Houseplants suffering from root rot will need to be repotted and the diseased root sections, which will be brown and mushy, will need to removed. Make sure in the future to water your succulent less, as root rot is caused by too much moisture.
Leaves Falling Off
There can be many reasons for the leaves of an elephant bush to fall off so this isn’t an ailment in of itself, but we’re still going to address it in this guide because it is such a common issue with this genus.
Ailments like were listed above could be to blame for this, or it could have to do with several other potential issues such as a lack of nutrients in the soil or a infestation of some sort of pest.
If your Portulacaria afra is losing leaves then you need to first identify which of those issues is causing it, and then treat that issue appropriately. If it’s lacking nutrients then fertilize it and change the soil, if there’s an infect infestation then clear it up, etc.
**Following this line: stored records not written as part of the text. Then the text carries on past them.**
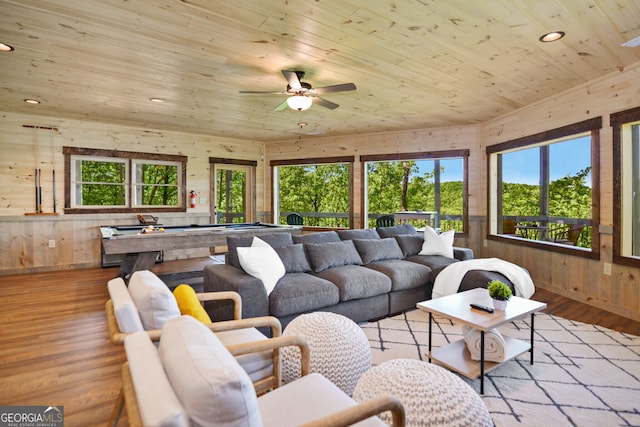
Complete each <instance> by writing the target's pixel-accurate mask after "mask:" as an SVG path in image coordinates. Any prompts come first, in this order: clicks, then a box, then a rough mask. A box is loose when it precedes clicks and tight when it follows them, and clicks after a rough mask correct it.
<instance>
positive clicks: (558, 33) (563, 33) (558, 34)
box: [538, 31, 564, 43]
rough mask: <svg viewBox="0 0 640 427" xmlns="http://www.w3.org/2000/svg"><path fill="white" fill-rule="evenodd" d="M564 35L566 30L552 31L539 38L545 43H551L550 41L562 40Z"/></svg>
mask: <svg viewBox="0 0 640 427" xmlns="http://www.w3.org/2000/svg"><path fill="white" fill-rule="evenodd" d="M563 37H564V31H552V32H550V33H547V34H543V35H541V36H540V38H539V39H538V40H540V41H541V42H543V43H549V42H554V41H556V40H560V39H561V38H563Z"/></svg>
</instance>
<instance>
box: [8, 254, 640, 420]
mask: <svg viewBox="0 0 640 427" xmlns="http://www.w3.org/2000/svg"><path fill="white" fill-rule="evenodd" d="M209 262H211V260H209V259H208V258H203V259H195V260H186V261H171V262H166V263H164V264H157V265H156V266H155V267H154V271H155V272H156V273H158V274H165V273H171V272H179V271H190V270H198V269H200V270H201V269H202V268H203V266H204V265H206V264H207V263H209ZM116 271H117V270H116V269H114V268H108V269H100V268H95V269H86V270H69V271H57V272H51V273H36V274H24V275H12V276H0V378H1V379H2V380H1V381H0V404H2V405H51V406H56V405H59V406H64V410H65V421H66V424H65V425H66V426H83V427H85V426H97V425H106V423H107V421H108V419H109V416H110V414H111V411H112V409H113V405H114V402H115V400H116V397H117V395H118V391H119V388H120V368H121V366H122V363H123V362H124V359H125V357H124V351H123V348H122V347H118V346H114V345H112V344H111V343H110V342H109V340H108V338H107V327H106V320H105V315H104V303H105V301H106V300H107V299H108V293H107V287H106V282H107V281H108V280H109V279H111V278H113V277H114V276H115V274H116ZM533 299H536V300H539V301H544V302H546V303H547V304H548V309H547V310H546V312H547V313H550V314H554V315H557V316H561V317H565V318H569V319H573V320H577V321H581V322H586V323H596V324H599V325H602V326H604V327H607V328H610V329H615V330H619V331H622V332H626V333H630V334H634V335H640V322H636V321H633V320H630V319H626V318H623V317H620V316H617V315H614V314H611V313H607V312H605V311H602V310H600V309H597V308H593V307H590V306H587V305H585V304H582V303H579V302H576V301H572V300H570V299H568V298H564V297H561V296H559V295H556V294H553V293H551V292H548V291H545V290H543V289H537V291H536V294H535V295H534V297H533ZM120 425H121V426H126V425H127V422H126V413H125V414H123V418H122V420H121V423H120Z"/></svg>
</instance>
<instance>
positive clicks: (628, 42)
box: [620, 36, 640, 47]
mask: <svg viewBox="0 0 640 427" xmlns="http://www.w3.org/2000/svg"><path fill="white" fill-rule="evenodd" d="M620 46H622V47H638V46H640V36H638V37H636V38H635V39H631V40H629V41H628V42H625V43H622V44H621V45H620Z"/></svg>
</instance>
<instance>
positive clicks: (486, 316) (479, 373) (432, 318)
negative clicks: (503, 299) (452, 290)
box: [417, 288, 547, 394]
mask: <svg viewBox="0 0 640 427" xmlns="http://www.w3.org/2000/svg"><path fill="white" fill-rule="evenodd" d="M471 303H476V304H481V305H484V306H488V307H492V306H493V305H492V302H491V297H489V293H488V292H487V290H486V289H484V288H476V289H471V290H468V291H465V292H460V293H457V294H453V295H447V296H445V297H442V298H436V299H432V300H429V301H423V302H420V303H418V304H417V307H418V308H419V309H420V310H424V311H426V312H428V313H429V362H431V359H433V360H434V361H436V362H438V364H440V365H442V366H444V367H446V368H448V369H451V370H452V371H455V372H458V373H460V374H462V375H464V376H465V377H467V378H470V379H475V378H478V377H480V394H484V374H485V373H487V372H489V371H491V370H492V369H495V368H497V367H498V366H500V364H501V363H504V362H506V361H508V360H511V359H513V358H514V357H516V356H519V355H520V354H522V353H524V352H526V351H529V352H530V353H531V364H532V365H533V337H534V315H535V313H536V312H538V311H540V310H544V309H545V308H546V307H547V304H545V303H542V302H539V301H533V300H529V299H525V298H519V297H515V296H514V297H511V299H510V300H509V303H508V304H507V309H506V310H505V311H498V310H495V311H494V312H493V313H487V312H484V311H480V310H476V309H472V308H471V307H470V304H471ZM434 314H437V315H440V316H443V317H446V318H447V319H451V320H453V321H456V322H459V323H463V324H466V325H469V326H471V327H473V328H476V329H478V330H480V337H481V338H480V340H481V341H480V343H481V344H480V345H481V349H480V361H474V360H472V359H471V353H469V350H467V347H466V345H465V342H464V339H461V340H459V341H456V342H453V343H451V344H448V345H446V346H443V347H439V348H437V349H432V347H431V331H432V322H433V315H434ZM526 315H531V340H530V342H526V341H522V340H519V339H515V338H511V337H508V336H504V340H505V342H506V348H505V358H504V361H503V362H500V363H496V362H488V361H485V360H484V334H485V332H487V331H489V330H491V329H494V328H497V327H499V326H501V325H504V324H506V323H510V322H513V321H514V320H518V319H521V318H523V317H525V316H526Z"/></svg>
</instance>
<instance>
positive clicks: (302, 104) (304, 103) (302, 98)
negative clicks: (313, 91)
mask: <svg viewBox="0 0 640 427" xmlns="http://www.w3.org/2000/svg"><path fill="white" fill-rule="evenodd" d="M312 103H313V100H312V99H311V98H309V97H307V96H304V95H294V96H290V97H289V98H287V105H289V108H291V109H292V110H296V111H304V110H308V109H309V107H311V104H312Z"/></svg>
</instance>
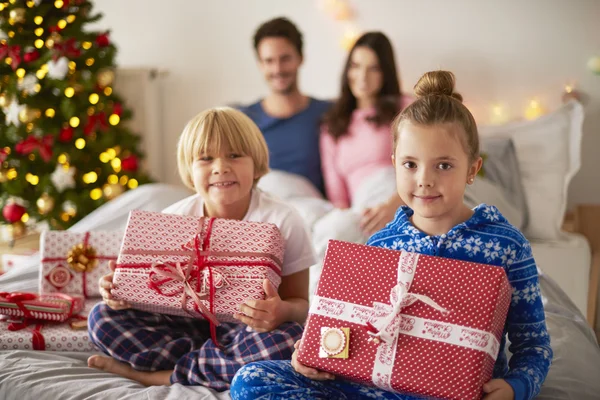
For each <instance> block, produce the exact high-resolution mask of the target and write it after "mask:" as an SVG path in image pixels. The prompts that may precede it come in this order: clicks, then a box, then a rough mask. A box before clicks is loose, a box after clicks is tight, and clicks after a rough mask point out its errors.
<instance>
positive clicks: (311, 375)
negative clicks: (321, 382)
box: [292, 340, 335, 381]
mask: <svg viewBox="0 0 600 400" xmlns="http://www.w3.org/2000/svg"><path fill="white" fill-rule="evenodd" d="M301 342H302V341H301V340H298V341H297V342H296V343H294V349H296V350H294V353H293V354H292V367H294V369H295V370H296V372H297V373H299V374H302V375H304V376H306V377H307V378H309V379H313V380H315V381H326V380H332V379H335V376H334V375H333V374H330V373H328V372H323V371H319V370H318V369H315V368H310V367H307V366H306V365H304V364H302V363H300V361H298V349H299V348H300V343H301Z"/></svg>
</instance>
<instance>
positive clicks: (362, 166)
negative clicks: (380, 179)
mask: <svg viewBox="0 0 600 400" xmlns="http://www.w3.org/2000/svg"><path fill="white" fill-rule="evenodd" d="M341 86H342V87H341V93H340V96H339V99H338V100H337V101H336V102H335V103H334V105H333V106H332V108H331V109H330V110H329V112H327V113H326V114H325V116H324V123H323V125H322V129H321V138H320V141H321V143H320V144H321V165H322V169H323V177H324V180H325V192H326V194H327V197H328V199H329V200H330V201H331V202H332V203H333V205H334V206H336V207H337V208H340V209H345V208H349V207H352V208H355V209H356V207H357V204H355V200H356V199H355V197H356V193H357V191H358V190H359V188H360V187H361V185H364V184H365V182H366V180H367V178H371V177H373V176H374V175H375V174H376V173H377V172H379V171H381V170H382V169H386V170H388V171H393V167H392V159H391V155H392V139H391V138H392V137H391V132H390V123H391V121H392V120H393V119H394V117H395V116H396V114H398V112H400V111H401V110H402V109H403V108H404V107H406V106H407V105H408V104H409V103H410V101H411V99H410V98H409V97H407V96H403V95H402V92H401V91H400V83H399V81H398V73H397V69H396V63H395V60H394V52H393V49H392V45H391V43H390V41H389V39H388V38H387V37H386V36H385V35H384V34H383V33H381V32H367V33H365V34H363V35H362V36H361V37H360V38H359V39H358V40H357V41H356V43H355V44H354V46H353V47H352V49H351V50H350V53H349V55H348V59H347V60H346V66H345V68H344V73H343V74H342V85H341ZM389 186H390V188H392V190H390V191H389V193H390V195H389V196H390V197H389V198H386V199H380V200H379V203H378V204H377V205H375V206H373V207H368V208H364V209H361V210H358V211H360V212H361V218H360V227H361V229H362V231H363V233H365V234H367V235H371V234H372V233H374V232H376V231H377V230H379V229H381V228H383V227H384V226H385V224H386V223H387V222H389V221H391V220H392V219H393V217H394V213H395V212H396V210H397V209H398V207H399V206H400V205H402V204H403V202H402V200H401V199H400V197H399V196H398V195H397V194H396V193H393V192H394V191H393V187H394V181H393V180H391V181H390V182H389ZM358 206H359V207H360V206H362V205H358Z"/></svg>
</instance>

Similarly to the previous section, wrinkled leaves isn’t a technical disease by itself but is caused by other things such as underwatering, overwatering, or too much sunlight.
If you notice wrinkling leaves on your plant then take a closer look at your watering habits and how much sunlight the plant is getting in order to diagnose the issue and then remedy whatever it is that you’re underdoing or overdoing in order to clear up the issue.
Wrapping It Up
This easy to deal with succulent is a great addition to any home, and can be used in more homes than some houseplants because of its lack of toxicity to people and pets.
As long as you understand its needs, it’s a very easy houseplant to tend to. So the elephant bush is a great addition to your indoor decor, or your outdoor garden!